The Vow (North Woods University 4)
Page 54
After Jules gave me a ride home, I took a shower and then a nap. Waking up, I felt a little bit better but still not one hundred percent. In my mind, all I can hear is Ana’s voice. All I can see is my name sprayed on the walls of the school. It kills me that we’re doing all of this in secret. The one thing I never wanted to be is the one thing I’ve become. I won’t be his dirty little secret. I won’t. Something has to change.
Trying my best to get my emotions under control, I make myself a cup of coffee and sit down in the living room. I should paint or draw, or do something, but I can’t. Five minutes later, I hear Sebastian’s jeep pulling in the driveway.
As soon as he enters the house, a calm overtakes me. It’s like his mere presence has the power to soothe any ache or pain from my body. The front door opens, and I hear him depositing his stuff on the dining room table.
“What’s going on, Lily? I’m worried about you, baby.” He practically growls as he stalks into the living room and over to where I’m sitting on the couch. When I look up at him, there are tears in my eyes.
Stupid emotions. His hazel eyes soften further, and he looks at me like I’m a piece of glass that’s about to shatter, and maybe that’s because I am. I’m about to break, and I don’t know if Sebastian will be able to piece me back together again.
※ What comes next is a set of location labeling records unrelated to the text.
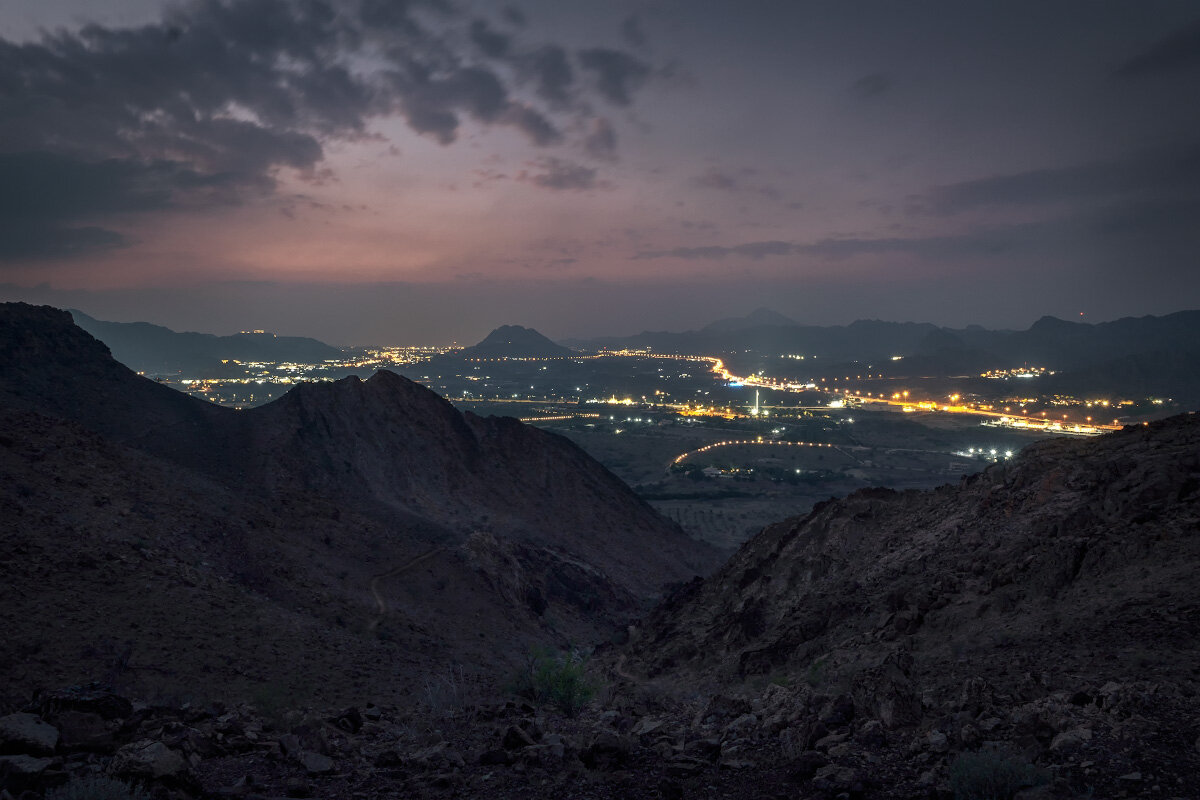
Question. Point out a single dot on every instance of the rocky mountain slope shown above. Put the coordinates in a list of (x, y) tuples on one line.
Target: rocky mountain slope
[(352, 536), (156, 349), (1074, 549), (1042, 615)]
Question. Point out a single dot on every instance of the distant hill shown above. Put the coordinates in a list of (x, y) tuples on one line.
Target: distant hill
[(305, 519), (1026, 613), (155, 349), (756, 318), (514, 341)]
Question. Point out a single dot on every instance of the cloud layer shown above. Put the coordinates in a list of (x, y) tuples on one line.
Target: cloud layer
[(210, 103)]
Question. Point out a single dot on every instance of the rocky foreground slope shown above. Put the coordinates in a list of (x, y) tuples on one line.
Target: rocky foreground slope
[(358, 536), (1030, 633)]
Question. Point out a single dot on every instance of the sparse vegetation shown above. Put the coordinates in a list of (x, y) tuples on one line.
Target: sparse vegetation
[(557, 678), (990, 775), (96, 787), (448, 693)]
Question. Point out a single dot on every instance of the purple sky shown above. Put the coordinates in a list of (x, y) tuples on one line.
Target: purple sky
[(381, 170)]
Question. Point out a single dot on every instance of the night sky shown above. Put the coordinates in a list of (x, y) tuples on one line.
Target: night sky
[(424, 170)]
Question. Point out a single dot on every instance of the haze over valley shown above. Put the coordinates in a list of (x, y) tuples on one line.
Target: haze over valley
[(441, 398)]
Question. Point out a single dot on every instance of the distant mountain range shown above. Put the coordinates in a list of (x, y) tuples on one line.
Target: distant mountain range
[(756, 318), (514, 341), (155, 349), (1132, 355), (311, 515)]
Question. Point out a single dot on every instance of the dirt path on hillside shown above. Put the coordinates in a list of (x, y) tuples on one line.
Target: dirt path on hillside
[(381, 603)]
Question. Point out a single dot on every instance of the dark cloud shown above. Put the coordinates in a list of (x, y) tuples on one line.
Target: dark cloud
[(208, 104), (723, 181), (533, 124), (1150, 173), (601, 140), (514, 16), (631, 31), (718, 180), (43, 197), (491, 43), (1180, 50), (756, 251), (871, 85), (562, 175), (551, 73), (617, 74), (23, 242)]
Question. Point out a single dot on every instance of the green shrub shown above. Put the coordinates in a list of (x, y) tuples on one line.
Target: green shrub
[(557, 678), (990, 775), (96, 787)]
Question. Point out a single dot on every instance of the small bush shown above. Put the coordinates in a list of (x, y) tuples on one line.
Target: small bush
[(448, 693), (96, 787), (990, 775), (556, 678)]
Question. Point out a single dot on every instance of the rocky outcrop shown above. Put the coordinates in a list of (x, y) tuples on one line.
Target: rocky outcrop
[(153, 539), (1074, 549)]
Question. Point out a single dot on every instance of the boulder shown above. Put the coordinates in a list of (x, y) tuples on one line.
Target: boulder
[(84, 731), (315, 763), (27, 734), (148, 759), (607, 750)]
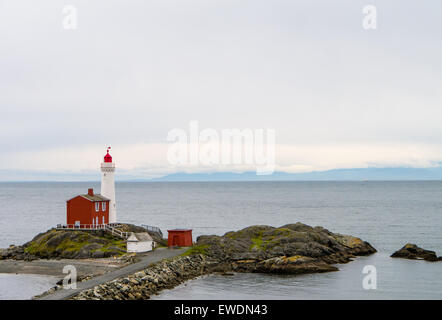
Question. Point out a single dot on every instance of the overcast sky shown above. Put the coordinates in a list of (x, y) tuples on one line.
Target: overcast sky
[(338, 96)]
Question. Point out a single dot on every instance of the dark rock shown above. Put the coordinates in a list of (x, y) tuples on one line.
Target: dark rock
[(293, 249), (412, 251)]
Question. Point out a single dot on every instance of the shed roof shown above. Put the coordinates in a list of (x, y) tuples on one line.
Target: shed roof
[(94, 198), (140, 236)]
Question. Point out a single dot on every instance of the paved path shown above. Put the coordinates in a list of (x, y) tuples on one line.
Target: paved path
[(151, 257)]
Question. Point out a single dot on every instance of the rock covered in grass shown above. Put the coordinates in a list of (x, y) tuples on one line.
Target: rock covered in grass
[(292, 248), (413, 252), (69, 244)]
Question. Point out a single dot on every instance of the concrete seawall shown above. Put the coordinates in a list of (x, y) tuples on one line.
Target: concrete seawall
[(142, 284)]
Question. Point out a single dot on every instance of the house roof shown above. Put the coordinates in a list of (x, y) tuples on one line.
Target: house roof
[(94, 198), (140, 236)]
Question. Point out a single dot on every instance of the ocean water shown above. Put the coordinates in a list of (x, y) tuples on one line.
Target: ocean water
[(386, 214)]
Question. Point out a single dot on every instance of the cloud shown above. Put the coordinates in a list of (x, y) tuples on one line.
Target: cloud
[(337, 95)]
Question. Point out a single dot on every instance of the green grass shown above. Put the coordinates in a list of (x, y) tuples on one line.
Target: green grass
[(197, 249)]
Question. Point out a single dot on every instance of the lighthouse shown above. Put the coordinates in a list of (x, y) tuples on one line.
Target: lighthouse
[(108, 185)]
Without even a second thought, he takes me into his strong arms, pulling me into his chest. My hands fist at his shirt, and I inhale deeply into the crook of his neck. We’ve done a lot of things. He’s seen me in a couple of low times, but he’s never seen me this broken. Carefully, he sits on the couch, never letting me go and positioning me on his lap.
“What happened? Are you okay? I will kill whoever hurt you. I swear to God.” Though I don’t think Sebastian would ever hurt a fly. I know he means it. The warmth of his body seeps into me, and I lift my head from the crook of his neck and press my lips to the throbbing pulse beneath the surface.
I can’t give him up.
“Tell me what happened, Lily, because I’m about two seconds away from losing my fucking mind.” Sebastian tenses, and that angelic jaw of his turns to stone.
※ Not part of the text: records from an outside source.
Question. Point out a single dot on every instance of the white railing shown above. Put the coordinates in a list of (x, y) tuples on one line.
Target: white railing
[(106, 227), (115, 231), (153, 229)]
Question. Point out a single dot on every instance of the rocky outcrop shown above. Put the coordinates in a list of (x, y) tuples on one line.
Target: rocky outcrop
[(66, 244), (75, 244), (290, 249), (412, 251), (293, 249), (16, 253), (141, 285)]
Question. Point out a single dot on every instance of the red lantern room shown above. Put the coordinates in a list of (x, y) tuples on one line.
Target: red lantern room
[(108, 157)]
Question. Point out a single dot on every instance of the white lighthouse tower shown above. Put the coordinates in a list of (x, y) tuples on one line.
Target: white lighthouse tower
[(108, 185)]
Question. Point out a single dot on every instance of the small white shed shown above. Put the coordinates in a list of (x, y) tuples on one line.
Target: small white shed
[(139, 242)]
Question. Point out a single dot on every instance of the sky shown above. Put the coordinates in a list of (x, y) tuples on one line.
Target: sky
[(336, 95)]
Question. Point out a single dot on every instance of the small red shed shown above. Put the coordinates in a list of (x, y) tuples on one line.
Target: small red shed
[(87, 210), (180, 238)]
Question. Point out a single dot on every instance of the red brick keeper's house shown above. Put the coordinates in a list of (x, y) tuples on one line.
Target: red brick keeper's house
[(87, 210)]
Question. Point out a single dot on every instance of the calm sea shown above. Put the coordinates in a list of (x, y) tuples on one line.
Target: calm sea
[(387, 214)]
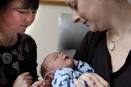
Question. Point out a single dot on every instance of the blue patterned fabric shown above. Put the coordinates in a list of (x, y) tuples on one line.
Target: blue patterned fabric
[(64, 77)]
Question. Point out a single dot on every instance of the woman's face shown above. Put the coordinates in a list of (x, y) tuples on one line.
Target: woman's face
[(92, 13), (16, 18)]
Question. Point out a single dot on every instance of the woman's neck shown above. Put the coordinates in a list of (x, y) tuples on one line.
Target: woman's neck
[(7, 39)]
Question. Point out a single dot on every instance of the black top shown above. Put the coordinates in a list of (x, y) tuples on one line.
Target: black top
[(17, 59), (93, 50)]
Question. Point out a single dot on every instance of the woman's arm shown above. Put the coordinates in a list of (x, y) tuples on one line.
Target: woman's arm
[(93, 80)]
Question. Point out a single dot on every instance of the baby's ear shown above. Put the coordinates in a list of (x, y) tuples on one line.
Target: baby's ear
[(49, 76)]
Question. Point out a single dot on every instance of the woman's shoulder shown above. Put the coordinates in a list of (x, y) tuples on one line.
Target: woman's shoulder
[(25, 37)]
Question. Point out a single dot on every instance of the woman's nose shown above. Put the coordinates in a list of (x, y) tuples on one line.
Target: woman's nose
[(76, 17), (29, 17)]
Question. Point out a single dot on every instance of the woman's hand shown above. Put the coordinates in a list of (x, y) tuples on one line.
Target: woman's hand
[(23, 80), (42, 83), (93, 80)]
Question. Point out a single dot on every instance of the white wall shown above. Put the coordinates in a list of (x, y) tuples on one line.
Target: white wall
[(45, 29)]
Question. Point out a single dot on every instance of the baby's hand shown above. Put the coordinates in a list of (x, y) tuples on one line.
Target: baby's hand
[(41, 83)]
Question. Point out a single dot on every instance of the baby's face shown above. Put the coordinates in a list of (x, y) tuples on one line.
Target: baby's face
[(59, 60)]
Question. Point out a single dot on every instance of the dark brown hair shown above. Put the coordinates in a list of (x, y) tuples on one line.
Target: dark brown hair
[(33, 4)]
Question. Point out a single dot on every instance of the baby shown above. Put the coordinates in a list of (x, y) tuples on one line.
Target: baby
[(61, 70)]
“Earlier, I was in the library with Delilah, we were studying, and…” I don’t know why it’s so hard to talk about. Why the words get caught in my throat, but they do.
Those hazel orbs I love so much flicker with rage, “Who hurt you?”
“No one hurt me,” I answer finally.
His shoulders sag with relief, but the tension in his body isn’t gone just yet.
“If no one hurt you, then why are you crying?” His voice is low and reaches somewhere deep inside of me. It causes an ache, a different kind of one, to pulse deep in my core. One of his hands comes into view as he cups me by the cheek and forces me to look up at him. “What happened, Lily?”
Licking my suddenly dry lips, I spill the beans, “There’s a rumor. Someone said that they saw us together.”
“What?” Sebastian blinks, and his eyebrows shoot up his face.
“Okay, bad wording. The rumor is that you’re sleeping with a student. The person spreading said rumor doesn’t know who the girl is, but that doesn’t matter. Someone saw us together. Someone knows.”
The way Sebastian is looking at me right now has me confused. He looks, well he looks like he’s not all that concerned, and that bothers me. It bothers me a lot.
15
Sebastian
I don’t know what’s worse, seeing Lily cry over this or knowing that I’ve kept the secret of someone knowing from her. Guilt from the secret I’m keeping burns through my veins. I can feel the words pricking against the tip of my tongue. I want to tell her that I already know but telling her won’t make things better. Not now.
It’ll just push her away, and I can’t lose her. Not now, not ever.
“It’s going to be okay, Lily. I promise you that nothing bad is going to happen,” I try to soothe, knowing damn well, that it’s a lie. I can’t promise her that we are going to be okay. Not when I have no idea what’s going to happen. This lie, the blackmailing, the rumor. It could all blow up in my face. It could cost me so much more than just Lily.
Lily stares up at me, her crystal blue orbs hold my gaze and remind me of the ocean. I want to dive right inside them.